In hindsight there are a few things I would have done differently during this lesson, but I was pleased with much of what we had done.  A few things to consider when taking a stab at a research activity are below.

  • Be absolutely clear on what your purpose(s) is(are).  Be certain your final product will align with the purpose.  It is always refreshing when a teacher takes a look at his original vision of a final product and realizes he has made it way more complicated than it needs to be.  If the goal is the research process, why go on and waste time with publication?  If the goal is a final published work for some purpose, then, by all means forge ahead!  My colleague wanted the students to organize their notes in a booklet-form for easy reference and connection during the novel study, which was a meaningful and purposeful final product.  If you are a content area teacher, you will probably have a two-fold purpose - one skill-based purpose (ie. - asking good research questions) and one content-based (ie - What was Hitler's role in WWII?)
  • Once your purposes are clear, establish a "big question" that can be answered by all students.  I'm working with another colleague right now on a biography unit, and, after lengthy discussion, we  finally decided to ask students to prove that the person they chose to research was a major influence in whatever industry he/she was in.  This is a great way to introduce informative writing with the argumentative purpose.  Our big umbrella question was What makes people influential? So the big question became, for the students, What made so-and-so a major influence in the such-and-such industry?  Once the big question is established, everything leads back to that question.  It's like a foundation.
  • Require students to ask loads of questions before allowing them into the resources.  I make this mistake over and over and over again - I let my kiddos into the resources, and the first thing they do is abandon the questioning.  Then it's days of clean-up as I watch them start randomly writing down unimportant information, and the entire process crumbles before my eyes.  Once your kiddos stop asking questions, their purpose is blurred and they lose focus.  Make questions mandatory, and do not give up!  If these kiddos get into the habit of asking questions, their entire educational career becomes more focused.  Imagine if your students opened a science book to chapter 12 and started immediately asking questions before they began reading!  How much more focused their learning would be!

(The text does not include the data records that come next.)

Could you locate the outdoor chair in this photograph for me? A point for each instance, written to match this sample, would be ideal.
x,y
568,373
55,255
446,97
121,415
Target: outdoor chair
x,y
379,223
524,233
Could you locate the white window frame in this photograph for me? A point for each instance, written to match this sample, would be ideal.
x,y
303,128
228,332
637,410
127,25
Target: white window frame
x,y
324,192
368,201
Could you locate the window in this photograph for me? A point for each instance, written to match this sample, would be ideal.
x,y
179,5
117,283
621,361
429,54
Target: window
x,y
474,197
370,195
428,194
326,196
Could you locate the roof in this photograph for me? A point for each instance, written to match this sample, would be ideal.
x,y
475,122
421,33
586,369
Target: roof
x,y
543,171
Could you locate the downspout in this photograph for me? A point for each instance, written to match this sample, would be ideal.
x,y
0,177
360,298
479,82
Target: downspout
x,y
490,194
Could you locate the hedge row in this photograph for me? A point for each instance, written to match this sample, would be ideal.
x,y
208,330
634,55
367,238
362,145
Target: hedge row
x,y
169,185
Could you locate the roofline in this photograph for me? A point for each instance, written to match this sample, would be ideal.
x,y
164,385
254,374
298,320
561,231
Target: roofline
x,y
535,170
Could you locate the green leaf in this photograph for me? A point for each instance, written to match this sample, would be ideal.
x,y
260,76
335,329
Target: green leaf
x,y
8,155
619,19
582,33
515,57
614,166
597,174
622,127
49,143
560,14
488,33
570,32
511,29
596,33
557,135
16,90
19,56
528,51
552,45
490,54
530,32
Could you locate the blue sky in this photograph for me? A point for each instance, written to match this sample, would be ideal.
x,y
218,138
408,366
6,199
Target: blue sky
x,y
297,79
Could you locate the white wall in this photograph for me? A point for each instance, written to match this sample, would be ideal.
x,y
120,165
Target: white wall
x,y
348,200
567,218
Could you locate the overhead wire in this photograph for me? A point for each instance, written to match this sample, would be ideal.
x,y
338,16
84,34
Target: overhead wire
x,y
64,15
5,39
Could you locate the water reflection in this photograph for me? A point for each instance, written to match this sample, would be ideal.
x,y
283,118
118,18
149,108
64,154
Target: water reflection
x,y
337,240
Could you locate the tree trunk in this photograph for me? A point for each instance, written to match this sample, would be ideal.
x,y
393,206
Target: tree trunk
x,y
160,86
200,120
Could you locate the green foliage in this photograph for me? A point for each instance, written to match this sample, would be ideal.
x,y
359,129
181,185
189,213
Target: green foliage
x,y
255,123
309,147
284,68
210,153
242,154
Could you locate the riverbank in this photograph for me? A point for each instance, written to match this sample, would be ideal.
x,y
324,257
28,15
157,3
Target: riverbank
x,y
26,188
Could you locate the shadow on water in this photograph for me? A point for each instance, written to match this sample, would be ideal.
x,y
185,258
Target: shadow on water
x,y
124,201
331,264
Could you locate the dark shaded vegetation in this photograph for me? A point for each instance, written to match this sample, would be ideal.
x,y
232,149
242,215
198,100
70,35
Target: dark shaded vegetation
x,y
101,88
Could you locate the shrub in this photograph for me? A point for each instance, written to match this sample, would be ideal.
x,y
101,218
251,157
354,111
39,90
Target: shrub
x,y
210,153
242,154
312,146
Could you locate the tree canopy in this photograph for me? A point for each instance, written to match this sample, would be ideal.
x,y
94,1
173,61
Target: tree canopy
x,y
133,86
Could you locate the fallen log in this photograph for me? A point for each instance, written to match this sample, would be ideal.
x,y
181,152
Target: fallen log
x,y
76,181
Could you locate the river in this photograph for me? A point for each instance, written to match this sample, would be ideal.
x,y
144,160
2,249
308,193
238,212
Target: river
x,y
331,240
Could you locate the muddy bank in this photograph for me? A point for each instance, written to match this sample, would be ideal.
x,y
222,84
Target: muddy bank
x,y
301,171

  • Teach note taking strategies and allow students to give input on strategies that have worked for them in the past.  Pick one.  Ask the teachers in grades below what they use and the grades above what they use, and build a bridge.  Wouldn't it be fabulous if a sixth grade student used one type of note taking for research in sixth grade and repeated it in seventh grade and then eighth grade? Or even better - what if sixth grade teachers taught multiple note-taking strategies and allowed students to choose which one fit their learning style better?  And then seventh grade teachers built on those same strategies, and then eighth grade teachers did the same??? Kids are adaptable, but jumping from strategy to strategy every year never allows them the spiral effect where they can build upon acquired skills.  
  • Pique curiosity.  Allow students to choose.  Appeal to their emotions.  Get visual.  Use their five senses.  Nobody dreads a research project more than a person who researches something that has no interest or connection to their lives whatsoever.  Brain research tells us negative feelings impede learning. Some of our kiddos go through their entire day with a negative outlook on school.  No wonder these kids make so little progress!
Really, I could go on and on about the research process, but I will quit now while I am ahead.  The chances of me discussing this same topic next week are pretty high, as I have begun an exciting research project with two seventh grade teachers and a retired library media specialist this week, and we are all pretty psyched so far with what we have done!  Research has never been more challenging for students, so our job as educators is to help them to use their current reading and writing skills to make the task easier.  This is a daunting challenge, but one that can be conquered with the proper planning.